Agent Plugin
Summary
In Standard Architecture, we can collect various types of data sources through the InLong Agent. The InLong Agent supports the extension of new collection types through plugins. This article will guide developers on how to customize the new Agent collection data source plugin.
Concepts
Task and Instance
Task and Instance are the two core concepts of Agent. Simple understanding: Task corresponds to a collection task configured on the management platform, while Instance is a specific collection instance generated by Task. For example, there is a collection task configuration on the management platform: 127.0.0.1 -> /data/log/YYMMDDhh.log._[0-9]+, which means that the user needs to access the machine 127.0.0.1 collect data that conforms to the path rule /data/log/YYMMDDhh.log._[0-9]+. This is a Task. This Task will search for files that meet the conditions based on this path rule, and generate a corresponding Instance for each file that meets the conditions, for example, /data/log/2024040221.log.0, /data/log /2024040221.log.1, /data/log/2024040221.log.3 3 files, then the Task will generate 3 Instances to collect data from these three files respectively.

Source and Sink
Source and Sink are lower-level concepts of Instance. They can be simply understood as each Instance has a Source and a Sink. As the name suggests, Source is used to read data from the data source; Sink is used to write data to the target storage.

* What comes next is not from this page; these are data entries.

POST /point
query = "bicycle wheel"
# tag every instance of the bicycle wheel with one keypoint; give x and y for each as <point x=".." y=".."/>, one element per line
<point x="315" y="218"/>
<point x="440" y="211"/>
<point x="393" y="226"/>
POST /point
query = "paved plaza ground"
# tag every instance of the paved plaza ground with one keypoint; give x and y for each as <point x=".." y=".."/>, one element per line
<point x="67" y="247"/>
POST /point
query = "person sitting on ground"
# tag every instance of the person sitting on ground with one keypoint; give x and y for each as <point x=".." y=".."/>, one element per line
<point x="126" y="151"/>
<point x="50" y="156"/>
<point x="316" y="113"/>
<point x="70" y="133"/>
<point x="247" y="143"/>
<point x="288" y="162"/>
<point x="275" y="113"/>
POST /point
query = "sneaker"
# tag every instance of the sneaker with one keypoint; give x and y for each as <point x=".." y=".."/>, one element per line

Development process (taking Pulsar as an example)
Process
- Add Task: implement logic such as initialization, destruction, configuration verification, etc.

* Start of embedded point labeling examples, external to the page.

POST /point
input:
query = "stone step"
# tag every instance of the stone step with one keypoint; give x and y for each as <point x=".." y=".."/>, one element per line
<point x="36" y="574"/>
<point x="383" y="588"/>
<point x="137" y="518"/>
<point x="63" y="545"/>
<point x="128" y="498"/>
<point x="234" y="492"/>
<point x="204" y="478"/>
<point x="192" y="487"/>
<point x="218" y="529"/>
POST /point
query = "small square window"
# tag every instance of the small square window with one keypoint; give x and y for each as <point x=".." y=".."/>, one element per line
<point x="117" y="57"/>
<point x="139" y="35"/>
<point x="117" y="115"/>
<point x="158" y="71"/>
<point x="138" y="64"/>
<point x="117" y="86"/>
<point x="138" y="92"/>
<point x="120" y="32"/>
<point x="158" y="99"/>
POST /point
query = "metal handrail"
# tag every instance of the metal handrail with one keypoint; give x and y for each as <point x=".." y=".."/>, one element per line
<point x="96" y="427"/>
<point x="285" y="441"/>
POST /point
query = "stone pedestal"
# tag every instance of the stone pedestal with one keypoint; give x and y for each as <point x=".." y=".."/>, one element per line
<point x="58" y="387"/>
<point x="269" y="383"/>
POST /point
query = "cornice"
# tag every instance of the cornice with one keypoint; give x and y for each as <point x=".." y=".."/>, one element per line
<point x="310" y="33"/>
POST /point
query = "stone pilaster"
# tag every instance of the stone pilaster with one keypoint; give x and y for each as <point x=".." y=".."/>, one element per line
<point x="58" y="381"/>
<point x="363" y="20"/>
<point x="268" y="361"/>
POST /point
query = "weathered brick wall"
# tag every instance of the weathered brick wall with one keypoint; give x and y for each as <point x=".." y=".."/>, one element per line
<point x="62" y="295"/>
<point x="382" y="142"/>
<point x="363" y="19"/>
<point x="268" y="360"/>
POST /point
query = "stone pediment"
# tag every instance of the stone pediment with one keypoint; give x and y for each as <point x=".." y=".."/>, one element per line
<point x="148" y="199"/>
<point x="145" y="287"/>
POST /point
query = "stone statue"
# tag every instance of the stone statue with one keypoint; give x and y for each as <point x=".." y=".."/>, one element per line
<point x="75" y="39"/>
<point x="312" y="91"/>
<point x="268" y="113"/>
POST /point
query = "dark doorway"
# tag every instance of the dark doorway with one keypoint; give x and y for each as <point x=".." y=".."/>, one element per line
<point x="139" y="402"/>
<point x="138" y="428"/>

- Add Instance: implements logic such as node information setting.
- Add Source: implements logic such as initialization, destruction, data collection, and data provision.
- Add Sink: implement logic such as initialization, destruction, data input, data output (this article only focuses on new data sources, Sink will not be introduced, the default Sink is ProxySink).

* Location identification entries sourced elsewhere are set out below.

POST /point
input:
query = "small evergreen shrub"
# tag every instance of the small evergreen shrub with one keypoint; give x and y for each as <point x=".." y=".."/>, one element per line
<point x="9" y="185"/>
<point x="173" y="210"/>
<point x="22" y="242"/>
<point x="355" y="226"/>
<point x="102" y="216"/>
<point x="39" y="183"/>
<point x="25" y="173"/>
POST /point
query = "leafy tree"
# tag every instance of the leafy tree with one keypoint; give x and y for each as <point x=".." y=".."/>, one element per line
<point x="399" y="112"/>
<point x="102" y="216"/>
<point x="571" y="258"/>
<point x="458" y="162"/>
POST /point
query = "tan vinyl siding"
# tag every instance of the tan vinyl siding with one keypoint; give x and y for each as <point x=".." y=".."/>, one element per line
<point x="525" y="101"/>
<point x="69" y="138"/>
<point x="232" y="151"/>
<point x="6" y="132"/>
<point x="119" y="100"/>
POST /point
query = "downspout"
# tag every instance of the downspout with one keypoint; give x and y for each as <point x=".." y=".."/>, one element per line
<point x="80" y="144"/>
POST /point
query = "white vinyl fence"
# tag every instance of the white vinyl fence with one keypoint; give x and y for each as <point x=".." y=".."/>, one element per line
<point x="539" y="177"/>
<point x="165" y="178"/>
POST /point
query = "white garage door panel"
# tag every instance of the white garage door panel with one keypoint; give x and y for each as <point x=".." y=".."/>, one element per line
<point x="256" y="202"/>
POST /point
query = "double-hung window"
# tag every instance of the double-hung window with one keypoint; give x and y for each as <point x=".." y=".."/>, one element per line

- Add TaskPojo: handles the differences between Agent and Manager fields and binds Task, Source, etc.
Add Task
Here we need to add a PulsarTask class to org.apache.inlong.agent.plugin.task.
public class PulsarTask extends AbstractTask {
    @Override
    public boolean isProfileValid(TaskProfile profile) {
        return false;
    }
    @Override
    protected void initTask() {
    }
    @Override
    protected List<InstanceProfile> getNewInstanceList() {
        return null;
    }
}
- initTask: initialization. For example, file collection can start folder monitoring during initialization.
- isProfilevalid: determine whether the task configuration is legal. The configuration of each type of task will have different restrictions, which can be implemented here.
- releaseTask: release task resources. For example, file collection can cancel folder monitoring here.
- getNewInstanceList: get a new instance. For example, when collecting files, it is found that there are new files that can be collected.
Add Instance
Add the PulsarInstance class in org.apache.inlong.agent.plugin.instance. This class will be relatively idle because the main logic is in the CommonInstance base class. Its function is to create Source and Sink, read data from Source, and then write it to Sink. We only need to implement the setInodeInfo interface here. Except for FileInstance, which needs to set the Inode Info of the file, the other Instance classes only need to be set to empty strings.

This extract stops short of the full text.